The downside is that you have to lug them around on your back through trains and terminals but I have found that this works for me. There are backpacks of this type that have wheels and a handle that extends upward so you can pull it.
I usually take the backpack along with a carry-on spinner, but I will probably be investing in a smaller one to comply with these apparent arbitrary new rules.
I wish flying was not such a pain. I remember the days when you could go to any airport and hang out, even going through security to the gates to watch planes take-off.
Those days ended over a decade ago and now we are subjected to intrusive searches as well as annoying rules set down by airlines to try to get as much money out of us as possible with airline baggage fees.
To be fair, market forces have not been allowed to work in the airline industry. The fare for Chicago to New York or Atlanta to New York is roughly the same as it was 20 years ago, yet fuel and labor costs have tripled. So they have to look for other sources of revenue.
Unfortunately, between arbitrary airline enforcement and phantom FAA excuses, the average traveler is caught in the middle with a lot of uncertainty. Carry on baggage size has never really been enforced, but things may have changed recently.

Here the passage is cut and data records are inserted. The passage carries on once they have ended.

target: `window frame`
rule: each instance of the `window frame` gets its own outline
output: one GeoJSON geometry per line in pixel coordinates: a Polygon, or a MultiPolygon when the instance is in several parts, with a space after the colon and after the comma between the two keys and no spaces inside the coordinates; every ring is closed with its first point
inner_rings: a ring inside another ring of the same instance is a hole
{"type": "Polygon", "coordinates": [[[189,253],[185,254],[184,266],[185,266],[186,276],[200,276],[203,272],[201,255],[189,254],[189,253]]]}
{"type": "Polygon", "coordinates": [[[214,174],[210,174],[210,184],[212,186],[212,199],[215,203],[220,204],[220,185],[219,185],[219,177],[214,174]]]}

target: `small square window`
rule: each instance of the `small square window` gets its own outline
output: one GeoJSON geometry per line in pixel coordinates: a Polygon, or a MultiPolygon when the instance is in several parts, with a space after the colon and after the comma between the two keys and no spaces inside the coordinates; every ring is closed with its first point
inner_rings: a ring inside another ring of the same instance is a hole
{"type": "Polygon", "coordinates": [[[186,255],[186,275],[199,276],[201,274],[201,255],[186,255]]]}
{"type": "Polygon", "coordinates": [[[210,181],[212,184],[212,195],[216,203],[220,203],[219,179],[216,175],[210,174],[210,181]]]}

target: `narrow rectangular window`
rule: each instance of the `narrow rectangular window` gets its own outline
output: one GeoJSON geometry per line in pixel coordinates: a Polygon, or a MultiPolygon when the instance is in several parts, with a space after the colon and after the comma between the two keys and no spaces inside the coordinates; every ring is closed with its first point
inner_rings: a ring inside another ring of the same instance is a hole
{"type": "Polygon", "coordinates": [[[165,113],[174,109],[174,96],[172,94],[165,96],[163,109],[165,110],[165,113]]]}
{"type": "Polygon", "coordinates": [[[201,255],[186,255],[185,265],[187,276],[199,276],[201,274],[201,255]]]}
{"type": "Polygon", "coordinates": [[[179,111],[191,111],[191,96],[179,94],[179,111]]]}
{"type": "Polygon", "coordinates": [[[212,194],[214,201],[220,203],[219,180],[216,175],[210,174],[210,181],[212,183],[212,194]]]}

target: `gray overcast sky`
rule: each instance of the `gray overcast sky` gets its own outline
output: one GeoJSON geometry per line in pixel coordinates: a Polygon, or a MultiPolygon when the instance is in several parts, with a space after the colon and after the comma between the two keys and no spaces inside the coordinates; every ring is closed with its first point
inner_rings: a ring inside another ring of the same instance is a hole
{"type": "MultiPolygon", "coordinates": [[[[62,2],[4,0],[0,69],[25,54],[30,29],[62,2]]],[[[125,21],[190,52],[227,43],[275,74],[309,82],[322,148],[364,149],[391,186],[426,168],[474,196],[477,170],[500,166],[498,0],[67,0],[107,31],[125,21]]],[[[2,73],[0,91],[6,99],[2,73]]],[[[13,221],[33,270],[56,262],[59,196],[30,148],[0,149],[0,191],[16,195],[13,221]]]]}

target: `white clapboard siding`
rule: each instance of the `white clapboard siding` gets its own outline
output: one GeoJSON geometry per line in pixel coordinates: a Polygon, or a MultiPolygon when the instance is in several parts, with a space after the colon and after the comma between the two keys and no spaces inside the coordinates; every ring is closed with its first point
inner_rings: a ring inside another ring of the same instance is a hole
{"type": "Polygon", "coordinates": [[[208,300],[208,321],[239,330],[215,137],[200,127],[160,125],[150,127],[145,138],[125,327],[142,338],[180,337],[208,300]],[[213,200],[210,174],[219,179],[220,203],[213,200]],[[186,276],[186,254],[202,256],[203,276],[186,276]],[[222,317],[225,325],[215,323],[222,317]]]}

My advice it to travel with less “stuff” and try to comply with the newer carry on luggage rules, even if they are not being forced by all airlines. It is probably going to cost you some money because you will need to update your carry-on spinner, however, rather than doing that, I will probably just stick with my gigantic laptop backpack and see how that works for the time being. These things have a way of sorting themselves out and I am interesting in observing the system next month when I travel internationally to Brazil.